Urgensinya terletak pada potensi besar ekonomi umat yang hingga kini belum tergarap maksimal. Badan Amil Zakat Nasional (Baznas) sendiri, dalam Indonesia Zakat Outlook 2025 yang diterbitkan oleh Pusat Kajian Strategis Baznas, memproyeksikan pengumpulan dana Zakat, Infak, Sedekah (ZIS) dan Dana Sosial Keagamaan Lainnya (DSKL) selama satu tahun dari Baznas pusat hingga tingkat provinsi dan kabupaten/kota dapat mencapai Rp50 triliun. Angka ini bahkan belum termasuk potensi dana wakaf uang yang fantastis. Sebagaimana disampaikan oleh Prof. Dr. Phil. H. Kamaruddin Amin, MA, Ketua Badan Pelaksana Badan Wakaf Indonesia, dalam presentasinya pada 8 Juli 2025, potensi dana wakaf uang per tahun mencapai Rp180,06 triliun. Angka-angka ini menggambarkan betapa masifnya sumber daya yang bisa dimanfaatkan. Oleh karena itu, kebutuhan untuk memastikan dana umat dikelola secara amanah dan profesional demi kemaslahatan bersama menjadi mutlak.

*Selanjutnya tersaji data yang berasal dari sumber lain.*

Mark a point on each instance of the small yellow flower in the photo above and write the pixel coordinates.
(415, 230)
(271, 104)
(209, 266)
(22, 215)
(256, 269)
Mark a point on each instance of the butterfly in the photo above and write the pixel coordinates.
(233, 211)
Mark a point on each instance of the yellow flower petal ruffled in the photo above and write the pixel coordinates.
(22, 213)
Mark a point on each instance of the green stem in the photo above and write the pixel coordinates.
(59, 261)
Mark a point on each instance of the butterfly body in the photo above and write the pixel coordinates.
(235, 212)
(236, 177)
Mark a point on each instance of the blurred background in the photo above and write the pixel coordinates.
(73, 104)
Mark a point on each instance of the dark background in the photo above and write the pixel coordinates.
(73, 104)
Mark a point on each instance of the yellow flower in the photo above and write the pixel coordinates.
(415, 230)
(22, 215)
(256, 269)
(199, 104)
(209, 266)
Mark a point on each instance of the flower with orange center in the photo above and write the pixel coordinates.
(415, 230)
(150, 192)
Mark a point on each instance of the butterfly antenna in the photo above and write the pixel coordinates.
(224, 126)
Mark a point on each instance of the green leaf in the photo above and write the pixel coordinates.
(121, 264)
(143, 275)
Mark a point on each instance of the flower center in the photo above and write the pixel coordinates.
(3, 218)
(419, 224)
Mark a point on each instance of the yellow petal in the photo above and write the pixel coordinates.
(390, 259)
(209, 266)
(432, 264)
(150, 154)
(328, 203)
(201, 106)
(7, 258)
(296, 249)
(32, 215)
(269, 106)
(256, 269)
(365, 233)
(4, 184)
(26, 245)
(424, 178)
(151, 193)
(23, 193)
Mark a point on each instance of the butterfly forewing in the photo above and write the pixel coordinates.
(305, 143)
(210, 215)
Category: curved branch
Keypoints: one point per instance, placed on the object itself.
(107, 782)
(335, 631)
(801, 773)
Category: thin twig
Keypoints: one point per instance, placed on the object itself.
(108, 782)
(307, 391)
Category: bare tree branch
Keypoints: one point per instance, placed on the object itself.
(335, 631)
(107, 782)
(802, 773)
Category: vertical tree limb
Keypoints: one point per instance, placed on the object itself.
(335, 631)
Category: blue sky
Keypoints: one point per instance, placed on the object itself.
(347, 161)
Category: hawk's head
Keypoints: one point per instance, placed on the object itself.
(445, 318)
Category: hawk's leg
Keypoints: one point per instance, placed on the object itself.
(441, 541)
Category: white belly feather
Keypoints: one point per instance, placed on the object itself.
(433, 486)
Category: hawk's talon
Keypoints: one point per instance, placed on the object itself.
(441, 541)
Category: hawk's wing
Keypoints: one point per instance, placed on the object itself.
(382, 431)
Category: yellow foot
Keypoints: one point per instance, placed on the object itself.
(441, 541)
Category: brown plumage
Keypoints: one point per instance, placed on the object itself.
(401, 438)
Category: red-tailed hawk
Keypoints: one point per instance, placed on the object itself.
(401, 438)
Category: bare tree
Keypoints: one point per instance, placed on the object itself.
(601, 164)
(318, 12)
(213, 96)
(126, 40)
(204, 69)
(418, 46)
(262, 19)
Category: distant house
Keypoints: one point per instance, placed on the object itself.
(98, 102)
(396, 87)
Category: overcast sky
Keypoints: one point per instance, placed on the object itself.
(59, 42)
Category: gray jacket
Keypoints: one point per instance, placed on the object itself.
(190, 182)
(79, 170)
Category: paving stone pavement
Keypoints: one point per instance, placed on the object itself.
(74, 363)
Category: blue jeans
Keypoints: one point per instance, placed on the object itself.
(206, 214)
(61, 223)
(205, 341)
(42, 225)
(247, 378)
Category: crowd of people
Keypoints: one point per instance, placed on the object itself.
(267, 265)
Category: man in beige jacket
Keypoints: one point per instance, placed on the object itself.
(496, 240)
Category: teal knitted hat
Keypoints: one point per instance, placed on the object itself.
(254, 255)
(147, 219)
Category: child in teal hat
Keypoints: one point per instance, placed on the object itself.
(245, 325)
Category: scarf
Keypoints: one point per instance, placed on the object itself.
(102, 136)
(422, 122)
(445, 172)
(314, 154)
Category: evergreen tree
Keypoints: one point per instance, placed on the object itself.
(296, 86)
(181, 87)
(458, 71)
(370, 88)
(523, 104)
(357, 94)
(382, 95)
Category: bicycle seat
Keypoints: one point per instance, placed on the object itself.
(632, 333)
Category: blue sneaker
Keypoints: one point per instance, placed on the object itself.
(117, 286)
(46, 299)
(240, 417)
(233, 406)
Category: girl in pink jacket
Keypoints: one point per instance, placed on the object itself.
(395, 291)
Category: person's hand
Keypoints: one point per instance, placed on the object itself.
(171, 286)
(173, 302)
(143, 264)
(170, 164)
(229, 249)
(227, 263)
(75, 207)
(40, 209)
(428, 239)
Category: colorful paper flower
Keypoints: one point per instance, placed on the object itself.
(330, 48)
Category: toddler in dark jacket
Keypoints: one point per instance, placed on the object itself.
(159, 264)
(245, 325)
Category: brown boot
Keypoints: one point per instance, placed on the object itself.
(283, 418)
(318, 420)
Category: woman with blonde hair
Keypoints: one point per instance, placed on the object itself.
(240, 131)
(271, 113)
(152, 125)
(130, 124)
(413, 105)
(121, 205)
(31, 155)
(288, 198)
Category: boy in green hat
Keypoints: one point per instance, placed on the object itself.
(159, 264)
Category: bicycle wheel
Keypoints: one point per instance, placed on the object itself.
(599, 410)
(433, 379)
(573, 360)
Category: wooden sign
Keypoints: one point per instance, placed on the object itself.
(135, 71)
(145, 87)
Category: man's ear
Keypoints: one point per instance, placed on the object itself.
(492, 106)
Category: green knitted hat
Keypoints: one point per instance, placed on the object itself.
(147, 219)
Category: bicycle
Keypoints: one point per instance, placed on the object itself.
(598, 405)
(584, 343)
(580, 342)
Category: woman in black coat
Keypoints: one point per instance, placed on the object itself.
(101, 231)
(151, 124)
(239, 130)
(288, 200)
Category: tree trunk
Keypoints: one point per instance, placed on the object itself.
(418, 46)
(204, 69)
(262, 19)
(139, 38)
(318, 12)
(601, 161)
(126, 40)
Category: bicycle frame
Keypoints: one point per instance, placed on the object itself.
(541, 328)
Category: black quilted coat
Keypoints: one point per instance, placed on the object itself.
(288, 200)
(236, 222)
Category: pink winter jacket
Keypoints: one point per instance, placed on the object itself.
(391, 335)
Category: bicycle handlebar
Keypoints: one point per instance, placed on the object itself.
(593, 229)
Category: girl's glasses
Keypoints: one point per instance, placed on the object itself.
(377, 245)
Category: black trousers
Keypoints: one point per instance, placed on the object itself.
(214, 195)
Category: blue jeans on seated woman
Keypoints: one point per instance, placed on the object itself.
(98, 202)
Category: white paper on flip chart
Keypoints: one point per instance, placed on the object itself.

Indikator keberhasilan program ini multifaset, mencakup peningkatan tingkat kepedulian masyarakat terhadap kelompok rentan, perluasan akses umat terhadap sumber daya ekonomi, peningkatan kapasitas lembaga filantropi keagamaan, serta secara keseluruhan, peningkatan tingkat kesejahteraan umat. Untuk mencapai tujuan-tujuan ini, diperlukan pengelolaan dana yang transparan dan akuntabel, penyediaan program pelatihan dan pendampingan usaha yang efektif, serta sinergi yang kuat dengan berbagai pihak terkait.
Di balik potensi besar dan urgensi pengembangan ekonomi umat, hasil pengawasan Inspektorat III pada Triwulan II 2025 juga menemukan sejumlah faktor penghambat optimalisasi potensi wakaf. Misalnya, sertifikat nazir belum terdokumentasi dengan rapi, identifikasi aset wakaf belum sistematis, informasi mengenai peruntukan tanah wakaf masih minim, dan masih ada harta benda wakaf lama yang belum memiliki dokumen pendukung. Ini bisa berdampak pada kerentanan hukum dan berpotensi menghilangkan aset-aset penting umat.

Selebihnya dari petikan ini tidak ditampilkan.